Все было хорошо; Модест все испортил!.. XVI
Я давно уже перестал говорить Модесту о Софье. Юрьев -- другое дело: он мой духовный отец; в нем я не видал почти ничего морского, не считал бесчестным обращаться к воплощенному разуму, советоваться с ним, говорить ему, что вчера я задал себе вопрос: "У кого больше чувственности -- у женщины, которая знает, каким страданиям она подвергается даже и тогда, когда ее ограждает закон, или у мужчины?" И это я подумал потому, что Софья, дочь строгой матери, отворила мою дверь и обняла меня... Юрьев мог слышать все, знать не только мои, но и чужие тайны; он ни кем не занимался, ни за кем не ухаживал, не имел ни семьи, ни привязанности; он был не человеком, а мой собственный дух, возвышенный в квадрат. Но Модеста я очень боялся с тех пор, как Софья доверилась мне.
-- Что твоя Софья? -- спрашивал он, -- все так же дает руку в темной комнате? Или еще больше?..
-- Бог с ней, -- отвечал я, -- я об ней не думаю. Модест улыбался и молчал. Он видал ее изредка у
Ковалевых, но ни разу еще долго не разговаривал с нею; я тревожился, вспоминая о моей прежней откровенности, но он мало обращал на нее внимания, и я успокоивался.
Раз мы встретились с Софьей неожиданно на вечере. Она была весела, моими приглашениями не дорожила, потому что все кадрили ее были разобраны, едва отвечала мне, и когда я хотел отвести ее от форточки, под которой она села разгоревшись и едва дыша, она сказала мне сурово:
-- Оставьте ваши заботы. Вы, вероятно, хотите показать всем, что между нами что-нибудь есть...
Я был неприятно удивлен и в негодовании уехал домой. На другой день перед обедом Софья перебежала через двор и взошла на мое крыльцо. Замок не шевелился на моей двери... Я прибежал наверх и, улучив минуту, сказал ей:
-- Вы суровы? Вы сердитесь за мою вчерашнюю заботливость? Мраморный румянец заиграл на щеках, и в тех самых глазах, которые недавно глядели на меня ласково, выразились надменность и гнев.

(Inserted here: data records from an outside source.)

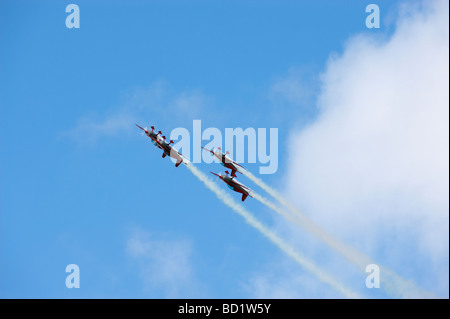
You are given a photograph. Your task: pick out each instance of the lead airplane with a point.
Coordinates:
(160, 141)
(225, 160)
(235, 185)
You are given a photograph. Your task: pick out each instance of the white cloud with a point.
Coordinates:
(374, 167)
(165, 266)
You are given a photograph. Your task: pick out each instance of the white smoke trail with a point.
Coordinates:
(271, 235)
(392, 282)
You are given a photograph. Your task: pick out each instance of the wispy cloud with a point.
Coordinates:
(373, 167)
(165, 265)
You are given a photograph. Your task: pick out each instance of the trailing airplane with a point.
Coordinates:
(235, 185)
(225, 160)
(160, 141)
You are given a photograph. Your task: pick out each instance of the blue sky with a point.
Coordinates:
(81, 185)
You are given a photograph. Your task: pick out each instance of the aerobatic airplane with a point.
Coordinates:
(235, 185)
(160, 141)
(225, 160)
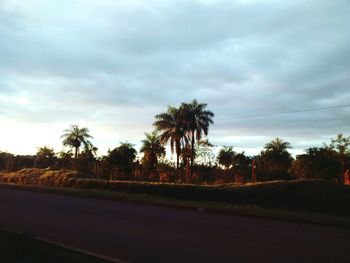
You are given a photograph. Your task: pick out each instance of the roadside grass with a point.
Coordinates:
(308, 201)
(25, 248)
(282, 214)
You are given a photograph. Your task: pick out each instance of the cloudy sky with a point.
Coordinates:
(266, 68)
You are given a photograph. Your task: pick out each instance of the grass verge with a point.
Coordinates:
(15, 247)
(200, 206)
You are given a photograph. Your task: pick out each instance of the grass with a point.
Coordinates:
(200, 206)
(311, 201)
(16, 247)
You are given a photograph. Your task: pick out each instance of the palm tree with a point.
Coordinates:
(75, 136)
(226, 157)
(277, 145)
(197, 121)
(152, 148)
(171, 126)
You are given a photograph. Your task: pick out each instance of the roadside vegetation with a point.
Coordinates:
(314, 181)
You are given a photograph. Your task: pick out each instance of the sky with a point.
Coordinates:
(266, 68)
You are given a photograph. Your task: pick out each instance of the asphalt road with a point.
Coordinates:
(141, 233)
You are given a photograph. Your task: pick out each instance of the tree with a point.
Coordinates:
(170, 124)
(44, 157)
(320, 162)
(242, 165)
(204, 153)
(152, 149)
(75, 136)
(120, 160)
(226, 157)
(341, 144)
(65, 158)
(277, 145)
(197, 120)
(274, 161)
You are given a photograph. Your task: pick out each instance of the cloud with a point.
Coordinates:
(113, 65)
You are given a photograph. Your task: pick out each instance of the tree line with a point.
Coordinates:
(183, 129)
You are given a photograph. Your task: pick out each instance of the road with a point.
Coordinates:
(141, 233)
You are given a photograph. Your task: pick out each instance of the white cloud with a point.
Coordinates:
(113, 65)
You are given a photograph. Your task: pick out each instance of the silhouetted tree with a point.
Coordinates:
(45, 157)
(152, 150)
(120, 161)
(75, 136)
(320, 162)
(274, 161)
(226, 157)
(341, 144)
(204, 153)
(197, 120)
(170, 124)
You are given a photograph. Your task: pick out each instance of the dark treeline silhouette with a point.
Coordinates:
(182, 129)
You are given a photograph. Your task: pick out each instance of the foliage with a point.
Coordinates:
(152, 150)
(196, 120)
(274, 161)
(45, 157)
(170, 124)
(226, 156)
(309, 195)
(120, 161)
(341, 144)
(320, 162)
(75, 136)
(204, 153)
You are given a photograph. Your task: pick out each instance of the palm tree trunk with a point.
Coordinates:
(76, 158)
(192, 155)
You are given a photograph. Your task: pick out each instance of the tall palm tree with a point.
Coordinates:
(277, 145)
(152, 148)
(197, 120)
(75, 136)
(170, 124)
(226, 156)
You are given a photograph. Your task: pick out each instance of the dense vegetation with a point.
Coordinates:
(183, 129)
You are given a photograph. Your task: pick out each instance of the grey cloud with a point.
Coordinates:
(122, 62)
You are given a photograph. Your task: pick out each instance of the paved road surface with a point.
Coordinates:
(140, 233)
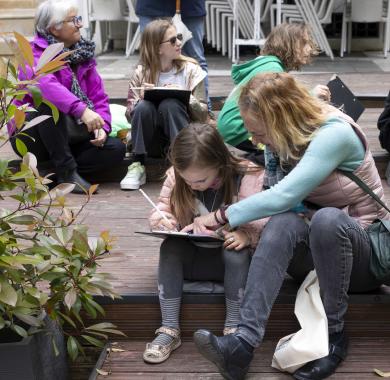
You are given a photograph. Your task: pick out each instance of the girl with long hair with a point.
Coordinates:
(314, 142)
(287, 47)
(154, 126)
(204, 176)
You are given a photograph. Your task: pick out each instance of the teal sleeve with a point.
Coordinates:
(335, 145)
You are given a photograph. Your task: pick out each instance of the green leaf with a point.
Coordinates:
(25, 49)
(12, 69)
(49, 53)
(93, 341)
(36, 95)
(21, 147)
(72, 347)
(19, 330)
(21, 259)
(2, 323)
(3, 167)
(55, 348)
(67, 319)
(101, 326)
(8, 294)
(4, 83)
(29, 319)
(54, 110)
(22, 219)
(70, 298)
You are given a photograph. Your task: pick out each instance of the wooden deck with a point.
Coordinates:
(134, 260)
(186, 363)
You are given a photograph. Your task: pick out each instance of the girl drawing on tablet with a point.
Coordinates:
(203, 177)
(154, 125)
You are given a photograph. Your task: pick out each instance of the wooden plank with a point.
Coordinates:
(364, 355)
(139, 321)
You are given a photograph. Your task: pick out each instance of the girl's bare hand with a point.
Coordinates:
(322, 92)
(144, 87)
(205, 224)
(236, 240)
(92, 120)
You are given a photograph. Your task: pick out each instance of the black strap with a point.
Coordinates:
(364, 186)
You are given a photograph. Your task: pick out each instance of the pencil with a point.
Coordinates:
(154, 205)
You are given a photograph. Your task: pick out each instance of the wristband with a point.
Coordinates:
(222, 211)
(215, 217)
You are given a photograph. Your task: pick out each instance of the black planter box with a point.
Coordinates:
(33, 358)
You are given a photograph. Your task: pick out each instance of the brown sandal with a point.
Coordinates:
(229, 330)
(156, 353)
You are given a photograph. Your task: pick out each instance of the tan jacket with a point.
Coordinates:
(251, 183)
(341, 192)
(195, 76)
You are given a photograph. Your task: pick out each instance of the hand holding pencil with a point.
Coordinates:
(165, 223)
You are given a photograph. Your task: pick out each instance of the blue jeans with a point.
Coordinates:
(337, 246)
(192, 48)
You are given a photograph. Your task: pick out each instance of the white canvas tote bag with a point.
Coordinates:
(311, 341)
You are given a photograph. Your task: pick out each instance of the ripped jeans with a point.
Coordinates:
(180, 259)
(334, 244)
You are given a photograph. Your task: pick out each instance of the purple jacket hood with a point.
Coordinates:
(56, 87)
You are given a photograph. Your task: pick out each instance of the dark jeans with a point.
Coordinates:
(340, 250)
(193, 47)
(49, 142)
(153, 127)
(180, 259)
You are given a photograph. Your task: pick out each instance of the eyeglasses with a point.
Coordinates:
(173, 39)
(77, 20)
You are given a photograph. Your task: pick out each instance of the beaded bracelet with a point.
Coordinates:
(215, 217)
(223, 214)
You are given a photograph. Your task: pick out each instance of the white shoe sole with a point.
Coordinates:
(133, 186)
(153, 360)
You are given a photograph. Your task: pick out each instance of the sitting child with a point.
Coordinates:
(156, 125)
(204, 176)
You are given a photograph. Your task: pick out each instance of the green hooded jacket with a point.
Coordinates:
(230, 124)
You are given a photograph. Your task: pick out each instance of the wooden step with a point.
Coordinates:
(364, 355)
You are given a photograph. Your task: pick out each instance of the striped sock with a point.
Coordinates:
(232, 313)
(170, 310)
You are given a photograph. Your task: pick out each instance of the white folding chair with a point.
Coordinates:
(132, 38)
(365, 11)
(104, 11)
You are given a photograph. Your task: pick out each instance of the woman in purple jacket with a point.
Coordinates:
(78, 92)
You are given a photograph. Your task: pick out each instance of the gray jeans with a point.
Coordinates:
(180, 259)
(340, 250)
(150, 125)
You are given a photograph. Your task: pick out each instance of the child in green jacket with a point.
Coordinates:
(288, 47)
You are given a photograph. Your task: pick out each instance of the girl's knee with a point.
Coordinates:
(170, 106)
(327, 220)
(236, 259)
(144, 106)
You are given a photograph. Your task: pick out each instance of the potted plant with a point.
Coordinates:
(48, 265)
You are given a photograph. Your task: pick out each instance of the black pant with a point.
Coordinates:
(153, 127)
(253, 153)
(49, 142)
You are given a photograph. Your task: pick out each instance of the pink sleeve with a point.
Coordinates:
(163, 201)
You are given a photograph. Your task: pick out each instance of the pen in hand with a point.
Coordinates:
(155, 207)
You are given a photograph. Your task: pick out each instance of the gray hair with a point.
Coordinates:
(52, 13)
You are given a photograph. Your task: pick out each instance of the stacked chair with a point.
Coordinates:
(365, 11)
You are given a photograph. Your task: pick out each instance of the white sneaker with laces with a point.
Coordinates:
(134, 178)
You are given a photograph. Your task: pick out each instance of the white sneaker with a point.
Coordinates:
(134, 178)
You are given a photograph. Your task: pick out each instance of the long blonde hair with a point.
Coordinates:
(290, 114)
(151, 39)
(286, 41)
(200, 145)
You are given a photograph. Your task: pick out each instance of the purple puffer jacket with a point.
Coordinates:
(56, 88)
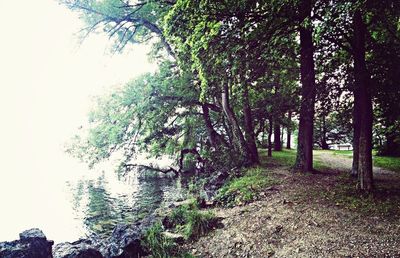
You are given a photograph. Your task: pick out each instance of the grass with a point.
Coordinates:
(389, 163)
(157, 244)
(382, 201)
(191, 222)
(286, 158)
(187, 220)
(245, 189)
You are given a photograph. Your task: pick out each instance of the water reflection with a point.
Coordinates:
(101, 202)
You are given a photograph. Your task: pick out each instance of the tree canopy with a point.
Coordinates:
(232, 71)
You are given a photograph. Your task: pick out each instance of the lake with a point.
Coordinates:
(68, 201)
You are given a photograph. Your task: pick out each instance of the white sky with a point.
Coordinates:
(46, 81)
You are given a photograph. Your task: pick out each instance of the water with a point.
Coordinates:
(68, 201)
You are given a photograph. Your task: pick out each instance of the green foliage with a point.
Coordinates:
(389, 163)
(284, 157)
(345, 194)
(159, 245)
(191, 222)
(246, 188)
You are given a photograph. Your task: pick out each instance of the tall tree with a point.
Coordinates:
(304, 158)
(362, 103)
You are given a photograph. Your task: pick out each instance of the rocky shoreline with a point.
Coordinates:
(125, 241)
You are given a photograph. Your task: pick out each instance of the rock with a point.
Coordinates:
(214, 183)
(32, 244)
(82, 248)
(177, 238)
(125, 242)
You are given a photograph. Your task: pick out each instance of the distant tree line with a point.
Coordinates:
(232, 72)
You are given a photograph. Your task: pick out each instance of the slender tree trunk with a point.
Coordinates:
(270, 137)
(356, 133)
(277, 136)
(365, 112)
(248, 127)
(238, 138)
(289, 131)
(215, 138)
(304, 158)
(324, 144)
(228, 131)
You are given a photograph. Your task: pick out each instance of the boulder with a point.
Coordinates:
(215, 182)
(32, 244)
(125, 242)
(82, 248)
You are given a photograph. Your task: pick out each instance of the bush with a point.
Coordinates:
(190, 221)
(158, 245)
(246, 188)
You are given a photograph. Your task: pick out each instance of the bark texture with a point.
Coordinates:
(289, 131)
(277, 136)
(364, 104)
(304, 158)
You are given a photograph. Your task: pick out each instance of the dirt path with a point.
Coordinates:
(292, 221)
(344, 162)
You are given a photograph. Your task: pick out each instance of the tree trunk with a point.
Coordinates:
(364, 102)
(238, 138)
(215, 138)
(304, 158)
(248, 127)
(356, 133)
(289, 131)
(324, 144)
(277, 136)
(269, 137)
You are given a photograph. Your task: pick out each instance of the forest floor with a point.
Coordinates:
(310, 215)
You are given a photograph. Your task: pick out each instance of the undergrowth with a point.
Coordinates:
(187, 220)
(246, 188)
(191, 222)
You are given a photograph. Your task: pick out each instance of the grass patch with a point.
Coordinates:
(191, 222)
(187, 220)
(383, 201)
(245, 189)
(284, 157)
(385, 162)
(347, 153)
(158, 245)
(287, 158)
(389, 163)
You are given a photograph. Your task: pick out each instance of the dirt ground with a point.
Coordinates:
(288, 222)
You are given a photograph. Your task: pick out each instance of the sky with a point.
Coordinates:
(47, 80)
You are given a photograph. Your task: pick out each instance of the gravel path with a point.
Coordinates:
(282, 223)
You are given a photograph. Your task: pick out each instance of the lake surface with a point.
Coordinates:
(69, 201)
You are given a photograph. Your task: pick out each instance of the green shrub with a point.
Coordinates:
(158, 245)
(246, 188)
(190, 221)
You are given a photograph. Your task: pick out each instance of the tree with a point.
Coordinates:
(304, 158)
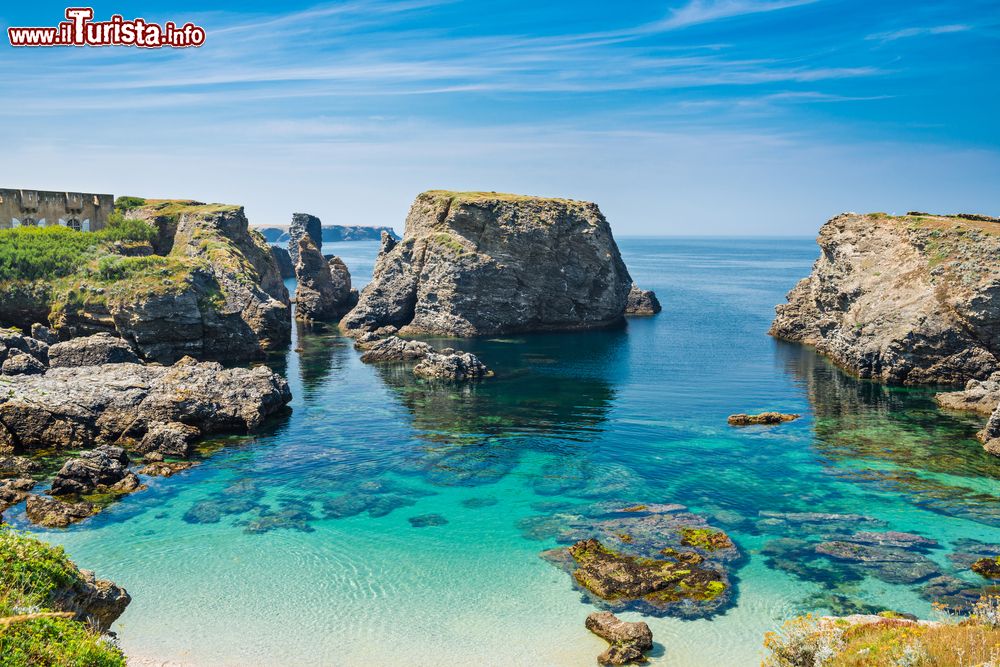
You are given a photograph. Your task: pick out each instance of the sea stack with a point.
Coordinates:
(911, 299)
(484, 263)
(323, 286)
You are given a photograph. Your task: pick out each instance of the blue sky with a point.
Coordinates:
(677, 117)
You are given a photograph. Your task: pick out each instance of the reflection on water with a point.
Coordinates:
(896, 438)
(394, 510)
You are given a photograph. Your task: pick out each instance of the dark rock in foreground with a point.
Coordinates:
(79, 408)
(486, 263)
(104, 468)
(53, 513)
(102, 348)
(764, 418)
(905, 300)
(629, 641)
(642, 302)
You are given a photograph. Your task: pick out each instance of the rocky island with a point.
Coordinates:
(902, 299)
(485, 263)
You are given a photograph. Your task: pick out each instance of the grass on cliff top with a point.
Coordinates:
(30, 572)
(493, 196)
(46, 253)
(173, 208)
(806, 642)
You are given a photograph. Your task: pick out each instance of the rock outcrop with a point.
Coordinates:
(52, 513)
(83, 407)
(283, 260)
(629, 641)
(764, 418)
(979, 396)
(212, 290)
(451, 366)
(103, 468)
(331, 233)
(323, 287)
(102, 348)
(642, 302)
(486, 263)
(905, 300)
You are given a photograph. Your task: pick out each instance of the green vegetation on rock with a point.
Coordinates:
(32, 573)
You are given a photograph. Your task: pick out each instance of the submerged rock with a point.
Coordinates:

-- Ваши поступки меня обидеть не могут... -- сказала она.
-- Вы хотите унизить меня... Но моя совесть не упрекает меня ни в чем, и я знаю, чего я стою...
-- Чего вы стоите -- не знаю. Я знаю, что я сама ничего не стою. Я была глупа, поверила вам. И кому вы сказали, кому!
-- Кому? -- спросил я с изумлением.
-- Вашему cousin Модесту. Он, дня четыре тому назад, делал такие намеки... улыбался. Платье ему мое понравилось; он сказал: "оно к вам идет" и так противно спросил: "il vous Га dit?"
-- Клянусь вам Богом! Вот моя рука... Ему! Я ни слова. Вы не верите... Вы не верите... Хорошо! Так вам же будет хуже!..
Она молча обвела меня глазами с ног до головы. (Как нехороша показалась она мне в эту минуту!) Я чувствовал, как кровь у меня подступила к лицу, как злоба стеснила мне дыхание.